I am looking to compute the covariance matrix of an inferred Gaussian process in R. Below I outline how I would do this manually, but I realize that the kernlab
package provides the function gausspr
, which would be preferable for many reasons. Unfortunately, while I see how to get the expected value (predict.gausspr
) using the package, I do not see how to get the associated covariance matrix.
To provide a minimal working example for comparison, I loosely follow Rasmussen & Williams (2006) Chapter 2:
Consider we have the observed x,y
points and x
values where we desire predicted y
values:
obs <- data.frame(x = c(-4, -3, -1, 0, 2),
y = c(-2, 0, 1, 2, -1))
x_predict <- seq(-5,5,len=50)
Use a radial basis kernel:
SE <- function(Xi,Xj, l=1) exp(-0.5 * (Xi - Xj) ^ 2 / l ^ 2)
cov <- function(X, Y) outer(X, Y, SE)
Calculate mean and covariance matrix:
sigma.n <- 0.3
cov_xx_inv <- solve(cov(obs$x, obs$x) + sigma.n^2 * diag(1, length(obs$x)))
Ef <- cov(x_predict, obs$x) %*% cov_xx_inv %*% obs$y
Cf <- cov(x_predict, x_predict) - cov(x_predict, obs$x) %*% cov_xx_inv %*% cov(obs$x, x_predict)
kernlab approach
I think I see how I get the equivalent expected values in kernlab:
library(kernlab)
gp <- gausspr(obs$x, obs$y, kernel="rbfdot", kpar=list(sigma=1/(2*l^2)), fit=FALSE, scaled=FALSE, var=0.8)

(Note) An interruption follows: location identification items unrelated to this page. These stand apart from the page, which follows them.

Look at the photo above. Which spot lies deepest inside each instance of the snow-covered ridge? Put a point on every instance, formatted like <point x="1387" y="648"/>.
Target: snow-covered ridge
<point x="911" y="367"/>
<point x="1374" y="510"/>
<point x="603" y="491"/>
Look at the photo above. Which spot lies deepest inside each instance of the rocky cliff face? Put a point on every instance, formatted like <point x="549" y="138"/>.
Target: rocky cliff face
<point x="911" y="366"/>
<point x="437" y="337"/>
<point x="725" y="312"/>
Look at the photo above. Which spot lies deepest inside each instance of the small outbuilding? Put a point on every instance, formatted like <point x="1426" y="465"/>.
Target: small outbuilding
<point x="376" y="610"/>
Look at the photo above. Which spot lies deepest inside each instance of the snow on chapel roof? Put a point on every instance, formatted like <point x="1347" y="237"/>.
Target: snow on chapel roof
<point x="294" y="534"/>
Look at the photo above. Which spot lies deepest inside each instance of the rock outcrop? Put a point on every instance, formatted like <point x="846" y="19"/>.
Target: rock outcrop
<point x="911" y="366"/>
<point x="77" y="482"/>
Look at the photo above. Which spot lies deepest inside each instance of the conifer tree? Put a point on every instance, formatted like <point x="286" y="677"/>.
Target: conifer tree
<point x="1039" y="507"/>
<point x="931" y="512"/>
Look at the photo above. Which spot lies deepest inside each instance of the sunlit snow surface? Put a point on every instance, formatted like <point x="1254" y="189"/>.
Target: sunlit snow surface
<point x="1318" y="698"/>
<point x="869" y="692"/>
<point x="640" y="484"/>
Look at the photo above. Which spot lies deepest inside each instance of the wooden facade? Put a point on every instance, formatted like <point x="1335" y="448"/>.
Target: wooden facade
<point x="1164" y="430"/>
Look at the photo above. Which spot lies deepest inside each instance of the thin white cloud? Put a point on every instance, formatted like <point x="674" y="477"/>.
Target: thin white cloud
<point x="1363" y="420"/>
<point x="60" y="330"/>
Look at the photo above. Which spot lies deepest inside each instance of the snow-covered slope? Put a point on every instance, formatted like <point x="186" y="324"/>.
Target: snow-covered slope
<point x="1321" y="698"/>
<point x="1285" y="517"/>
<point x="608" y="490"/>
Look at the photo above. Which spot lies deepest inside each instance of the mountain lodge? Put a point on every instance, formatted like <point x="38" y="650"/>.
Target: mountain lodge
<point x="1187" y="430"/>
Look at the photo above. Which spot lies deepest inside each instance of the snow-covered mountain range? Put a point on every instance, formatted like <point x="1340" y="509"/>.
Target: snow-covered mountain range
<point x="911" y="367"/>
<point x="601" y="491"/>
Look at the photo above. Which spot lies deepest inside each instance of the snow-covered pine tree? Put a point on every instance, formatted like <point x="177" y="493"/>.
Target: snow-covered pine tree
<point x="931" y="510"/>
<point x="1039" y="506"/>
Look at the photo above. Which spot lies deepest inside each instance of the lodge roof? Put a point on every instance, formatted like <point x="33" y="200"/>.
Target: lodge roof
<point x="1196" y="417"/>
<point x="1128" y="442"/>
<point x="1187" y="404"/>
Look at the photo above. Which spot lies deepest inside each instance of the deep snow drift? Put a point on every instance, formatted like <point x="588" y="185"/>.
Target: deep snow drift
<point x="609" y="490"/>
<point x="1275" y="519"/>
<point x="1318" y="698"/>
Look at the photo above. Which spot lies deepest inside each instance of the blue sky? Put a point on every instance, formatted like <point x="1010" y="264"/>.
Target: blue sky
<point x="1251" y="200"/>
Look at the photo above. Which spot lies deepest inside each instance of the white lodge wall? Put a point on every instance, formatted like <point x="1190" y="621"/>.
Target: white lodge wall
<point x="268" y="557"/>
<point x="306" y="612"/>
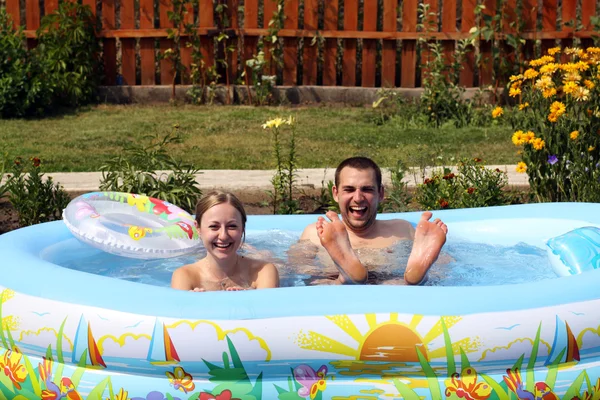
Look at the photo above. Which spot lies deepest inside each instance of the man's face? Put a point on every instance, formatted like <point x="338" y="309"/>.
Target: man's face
<point x="358" y="197"/>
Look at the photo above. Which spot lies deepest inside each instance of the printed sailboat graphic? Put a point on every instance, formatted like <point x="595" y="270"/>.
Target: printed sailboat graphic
<point x="86" y="344"/>
<point x="565" y="342"/>
<point x="162" y="351"/>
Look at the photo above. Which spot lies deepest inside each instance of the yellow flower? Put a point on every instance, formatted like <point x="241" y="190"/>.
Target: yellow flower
<point x="572" y="76"/>
<point x="541" y="61"/>
<point x="582" y="94"/>
<point x="554" y="51"/>
<point x="523" y="106"/>
<point x="530" y="73"/>
<point x="574" y="135"/>
<point x="274" y="123"/>
<point x="582" y="66"/>
<point x="547" y="93"/>
<point x="528" y="137"/>
<point x="558" y="108"/>
<point x="465" y="385"/>
<point x="496" y="112"/>
<point x="538" y="143"/>
<point x="518" y="138"/>
<point x="549" y="69"/>
<point x="545" y="82"/>
<point x="514" y="78"/>
<point x="571" y="50"/>
<point x="514" y="92"/>
<point x="570" y="87"/>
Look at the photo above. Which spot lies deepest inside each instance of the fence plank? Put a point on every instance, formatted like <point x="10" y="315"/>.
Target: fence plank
<point x="468" y="21"/>
<point x="127" y="45"/>
<point x="109" y="45"/>
<point x="409" y="48"/>
<point x="349" y="58"/>
<point x="32" y="14"/>
<point x="290" y="45"/>
<point x="50" y="6"/>
<point x="251" y="14"/>
<point x="166" y="67"/>
<point x="309" y="62"/>
<point x="90" y="3"/>
<point x="330" y="47"/>
<point x="148" y="69"/>
<point x="388" y="61"/>
<point x="369" y="59"/>
<point x="486" y="69"/>
<point x="549" y="14"/>
<point x="588" y="10"/>
<point x="12" y="7"/>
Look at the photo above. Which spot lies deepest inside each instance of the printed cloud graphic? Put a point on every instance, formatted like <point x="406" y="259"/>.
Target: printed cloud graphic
<point x="44" y="337"/>
<point x="206" y="340"/>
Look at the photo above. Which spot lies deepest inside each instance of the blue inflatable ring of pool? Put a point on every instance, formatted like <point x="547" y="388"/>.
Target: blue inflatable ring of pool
<point x="88" y="336"/>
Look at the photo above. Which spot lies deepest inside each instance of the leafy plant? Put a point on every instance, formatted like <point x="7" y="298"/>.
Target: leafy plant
<point x="69" y="54"/>
<point x="283" y="181"/>
<point x="442" y="97"/>
<point x="151" y="171"/>
<point x="557" y="122"/>
<point x="21" y="87"/>
<point x="472" y="185"/>
<point x="399" y="196"/>
<point x="35" y="199"/>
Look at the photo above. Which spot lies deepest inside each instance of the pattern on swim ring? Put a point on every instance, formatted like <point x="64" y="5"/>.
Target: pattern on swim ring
<point x="138" y="232"/>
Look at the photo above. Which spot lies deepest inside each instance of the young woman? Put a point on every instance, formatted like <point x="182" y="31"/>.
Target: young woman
<point x="221" y="223"/>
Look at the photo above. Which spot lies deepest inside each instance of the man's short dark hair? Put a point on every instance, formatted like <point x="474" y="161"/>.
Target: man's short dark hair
<point x="361" y="163"/>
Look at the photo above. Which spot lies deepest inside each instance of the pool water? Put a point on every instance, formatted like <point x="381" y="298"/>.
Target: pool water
<point x="460" y="264"/>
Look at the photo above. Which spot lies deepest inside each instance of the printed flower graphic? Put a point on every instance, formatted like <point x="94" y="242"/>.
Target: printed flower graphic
<point x="181" y="380"/>
<point x="465" y="386"/>
<point x="12" y="367"/>
<point x="224" y="395"/>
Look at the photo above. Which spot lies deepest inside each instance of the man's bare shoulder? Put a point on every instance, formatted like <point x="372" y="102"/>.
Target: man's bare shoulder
<point x="310" y="233"/>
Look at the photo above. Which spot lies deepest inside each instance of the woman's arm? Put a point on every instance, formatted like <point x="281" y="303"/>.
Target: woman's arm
<point x="267" y="277"/>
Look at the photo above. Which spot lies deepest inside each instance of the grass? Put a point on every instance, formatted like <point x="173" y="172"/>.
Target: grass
<point x="232" y="137"/>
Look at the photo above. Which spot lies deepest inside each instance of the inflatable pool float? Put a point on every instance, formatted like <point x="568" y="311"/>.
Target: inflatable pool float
<point x="131" y="225"/>
<point x="69" y="334"/>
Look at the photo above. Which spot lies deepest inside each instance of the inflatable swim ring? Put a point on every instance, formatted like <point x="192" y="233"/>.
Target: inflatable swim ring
<point x="111" y="338"/>
<point x="131" y="225"/>
<point x="575" y="252"/>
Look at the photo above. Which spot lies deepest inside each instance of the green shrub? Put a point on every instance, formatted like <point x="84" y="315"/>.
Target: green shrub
<point x="21" y="86"/>
<point x="36" y="199"/>
<point x="151" y="171"/>
<point x="69" y="53"/>
<point x="473" y="185"/>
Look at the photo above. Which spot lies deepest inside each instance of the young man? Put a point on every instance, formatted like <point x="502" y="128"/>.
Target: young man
<point x="358" y="190"/>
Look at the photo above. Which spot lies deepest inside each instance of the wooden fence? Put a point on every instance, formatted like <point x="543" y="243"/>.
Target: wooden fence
<point x="360" y="42"/>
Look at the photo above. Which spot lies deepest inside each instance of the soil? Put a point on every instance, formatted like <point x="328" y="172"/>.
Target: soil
<point x="256" y="202"/>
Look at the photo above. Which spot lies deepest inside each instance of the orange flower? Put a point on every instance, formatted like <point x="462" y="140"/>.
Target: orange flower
<point x="465" y="385"/>
<point x="12" y="367"/>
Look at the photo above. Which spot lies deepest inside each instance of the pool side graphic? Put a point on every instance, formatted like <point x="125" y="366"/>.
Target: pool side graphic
<point x="162" y="350"/>
<point x="85" y="346"/>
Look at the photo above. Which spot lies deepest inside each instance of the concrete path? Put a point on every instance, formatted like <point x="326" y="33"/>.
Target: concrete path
<point x="258" y="179"/>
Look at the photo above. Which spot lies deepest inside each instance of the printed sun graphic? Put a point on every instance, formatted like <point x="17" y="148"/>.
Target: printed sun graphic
<point x="389" y="340"/>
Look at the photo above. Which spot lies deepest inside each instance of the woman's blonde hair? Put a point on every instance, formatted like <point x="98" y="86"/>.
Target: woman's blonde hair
<point x="219" y="197"/>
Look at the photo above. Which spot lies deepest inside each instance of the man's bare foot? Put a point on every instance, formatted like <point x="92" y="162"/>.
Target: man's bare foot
<point x="429" y="239"/>
<point x="334" y="238"/>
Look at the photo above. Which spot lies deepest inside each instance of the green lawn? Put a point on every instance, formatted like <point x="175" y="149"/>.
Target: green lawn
<point x="232" y="137"/>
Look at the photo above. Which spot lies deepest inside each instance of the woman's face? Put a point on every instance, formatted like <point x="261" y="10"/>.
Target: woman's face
<point x="221" y="230"/>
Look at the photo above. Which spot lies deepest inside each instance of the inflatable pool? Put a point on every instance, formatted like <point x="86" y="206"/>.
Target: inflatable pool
<point x="70" y="334"/>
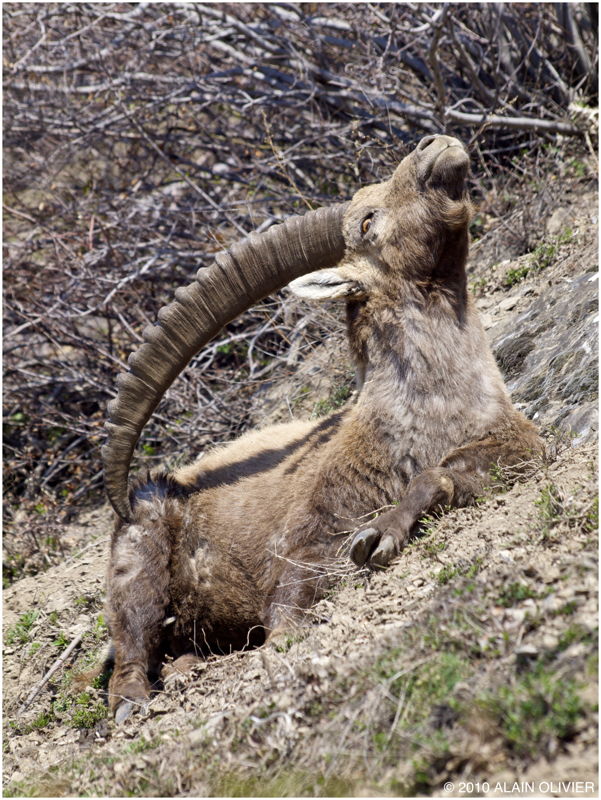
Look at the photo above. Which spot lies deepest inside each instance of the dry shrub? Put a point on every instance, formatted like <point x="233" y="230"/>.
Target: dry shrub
<point x="141" y="139"/>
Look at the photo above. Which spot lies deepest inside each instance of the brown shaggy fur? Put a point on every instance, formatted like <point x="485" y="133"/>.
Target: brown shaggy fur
<point x="230" y="549"/>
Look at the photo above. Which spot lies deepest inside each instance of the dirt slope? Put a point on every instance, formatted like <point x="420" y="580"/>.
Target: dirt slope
<point x="474" y="657"/>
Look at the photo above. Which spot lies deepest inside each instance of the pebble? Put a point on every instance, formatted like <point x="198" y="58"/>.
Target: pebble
<point x="508" y="303"/>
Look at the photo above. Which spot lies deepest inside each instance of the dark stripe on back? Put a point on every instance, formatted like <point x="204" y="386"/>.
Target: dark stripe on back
<point x="162" y="484"/>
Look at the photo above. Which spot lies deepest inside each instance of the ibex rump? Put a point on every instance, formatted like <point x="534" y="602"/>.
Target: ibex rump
<point x="228" y="550"/>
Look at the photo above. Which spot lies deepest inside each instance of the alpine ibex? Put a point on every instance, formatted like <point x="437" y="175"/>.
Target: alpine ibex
<point x="225" y="552"/>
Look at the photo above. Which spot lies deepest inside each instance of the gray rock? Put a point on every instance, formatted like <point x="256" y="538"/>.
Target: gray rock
<point x="548" y="355"/>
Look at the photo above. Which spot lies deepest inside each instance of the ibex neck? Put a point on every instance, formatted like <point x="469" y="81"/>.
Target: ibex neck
<point x="432" y="377"/>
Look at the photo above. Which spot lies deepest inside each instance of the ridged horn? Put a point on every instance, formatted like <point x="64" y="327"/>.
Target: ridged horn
<point x="237" y="279"/>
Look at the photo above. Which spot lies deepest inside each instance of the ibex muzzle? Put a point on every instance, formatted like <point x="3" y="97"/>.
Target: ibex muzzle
<point x="230" y="550"/>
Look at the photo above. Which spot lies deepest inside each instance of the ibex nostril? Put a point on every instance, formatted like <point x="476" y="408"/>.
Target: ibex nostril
<point x="426" y="142"/>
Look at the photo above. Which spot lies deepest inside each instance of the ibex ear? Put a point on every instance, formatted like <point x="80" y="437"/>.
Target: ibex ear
<point x="327" y="284"/>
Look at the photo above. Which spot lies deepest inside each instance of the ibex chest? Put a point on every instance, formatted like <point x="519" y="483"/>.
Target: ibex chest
<point x="442" y="389"/>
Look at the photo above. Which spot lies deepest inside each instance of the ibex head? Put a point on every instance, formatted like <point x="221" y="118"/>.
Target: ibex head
<point x="412" y="227"/>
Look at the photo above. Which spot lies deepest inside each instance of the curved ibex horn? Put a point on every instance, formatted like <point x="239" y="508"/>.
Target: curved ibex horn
<point x="238" y="278"/>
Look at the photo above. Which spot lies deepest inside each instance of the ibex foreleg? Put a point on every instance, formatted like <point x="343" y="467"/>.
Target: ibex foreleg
<point x="461" y="477"/>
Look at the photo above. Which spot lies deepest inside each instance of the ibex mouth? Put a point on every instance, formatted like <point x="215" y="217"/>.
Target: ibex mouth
<point x="442" y="162"/>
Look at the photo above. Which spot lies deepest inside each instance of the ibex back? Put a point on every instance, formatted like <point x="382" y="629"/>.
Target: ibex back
<point x="227" y="551"/>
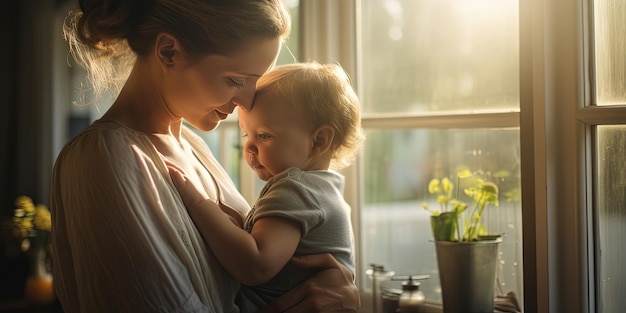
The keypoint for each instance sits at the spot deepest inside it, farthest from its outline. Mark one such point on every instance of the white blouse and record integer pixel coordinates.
(122, 238)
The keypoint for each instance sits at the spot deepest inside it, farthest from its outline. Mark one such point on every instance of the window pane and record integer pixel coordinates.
(610, 254)
(610, 45)
(398, 165)
(433, 56)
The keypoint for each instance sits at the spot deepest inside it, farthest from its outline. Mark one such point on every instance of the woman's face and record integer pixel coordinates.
(206, 91)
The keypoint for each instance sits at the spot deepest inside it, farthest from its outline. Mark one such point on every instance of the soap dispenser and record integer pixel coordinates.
(412, 298)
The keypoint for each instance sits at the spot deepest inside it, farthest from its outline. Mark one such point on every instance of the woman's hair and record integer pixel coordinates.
(324, 94)
(106, 36)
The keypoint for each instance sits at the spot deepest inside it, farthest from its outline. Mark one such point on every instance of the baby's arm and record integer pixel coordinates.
(253, 258)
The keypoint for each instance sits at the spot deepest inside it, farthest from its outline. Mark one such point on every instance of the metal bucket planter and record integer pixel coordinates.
(467, 272)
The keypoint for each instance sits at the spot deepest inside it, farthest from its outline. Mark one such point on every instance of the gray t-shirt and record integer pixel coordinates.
(313, 199)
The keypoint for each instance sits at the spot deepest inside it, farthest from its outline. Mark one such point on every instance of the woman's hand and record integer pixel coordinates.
(332, 289)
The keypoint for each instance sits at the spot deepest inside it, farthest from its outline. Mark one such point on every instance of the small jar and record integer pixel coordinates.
(412, 298)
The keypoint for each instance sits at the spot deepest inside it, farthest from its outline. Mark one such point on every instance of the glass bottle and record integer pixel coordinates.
(411, 298)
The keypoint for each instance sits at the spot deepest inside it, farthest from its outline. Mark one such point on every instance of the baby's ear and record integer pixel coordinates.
(322, 139)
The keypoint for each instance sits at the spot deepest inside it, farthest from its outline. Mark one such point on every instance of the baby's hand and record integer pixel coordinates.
(190, 194)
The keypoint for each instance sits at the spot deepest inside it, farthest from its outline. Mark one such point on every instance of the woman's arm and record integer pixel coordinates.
(332, 289)
(253, 258)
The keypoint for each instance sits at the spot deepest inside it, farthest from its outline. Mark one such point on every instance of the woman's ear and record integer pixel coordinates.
(322, 139)
(167, 49)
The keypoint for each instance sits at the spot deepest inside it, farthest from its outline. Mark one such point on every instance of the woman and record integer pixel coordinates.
(122, 237)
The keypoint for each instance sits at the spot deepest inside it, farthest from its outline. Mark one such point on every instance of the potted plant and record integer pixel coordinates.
(466, 252)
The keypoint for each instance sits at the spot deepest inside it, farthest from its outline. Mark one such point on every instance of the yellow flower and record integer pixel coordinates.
(25, 203)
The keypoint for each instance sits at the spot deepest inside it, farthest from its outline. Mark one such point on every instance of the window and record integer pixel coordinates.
(609, 150)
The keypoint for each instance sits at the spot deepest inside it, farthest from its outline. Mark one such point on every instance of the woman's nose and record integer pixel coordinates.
(245, 98)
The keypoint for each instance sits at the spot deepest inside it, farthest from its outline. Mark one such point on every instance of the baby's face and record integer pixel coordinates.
(278, 136)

Ef_kernlab <- predict(gp, x_predict)
but I don't see how I get the associated covariances? Can the covariance matrix be reconstructed by knowing alpha
?
Ideally there is a solution that doesn't involve explicitly inverting a matrix again, since that inverse was already calculated in determining the alpha
values during the fit done by gausspr...
There are many cases where it would be nice to have access to the resulting Gaussian process, such as in generating plots as in Rasmussen and Williams:
require(ggplot2)
dat <- data.frame(x=x_predict, y=(Ef), ymin=(Ef-2*sqrt(diag(Cf))), ymax=(Ef+2*sqrt(diag(Cf))))
ggplot(dat) +
geom_ribbon(aes(x=x,y=y, ymin=ymin, ymax=ymax), fill="grey80") + # Var
geom_line(aes(x=x,y=y), size=1) + #MEAN
geom_point(data=obs,aes(x=x,y=y)) + #OBSERVED DATA
scale_y_continuous(lim=c(-3,3), name="output, f(x)") + xlab("input, x")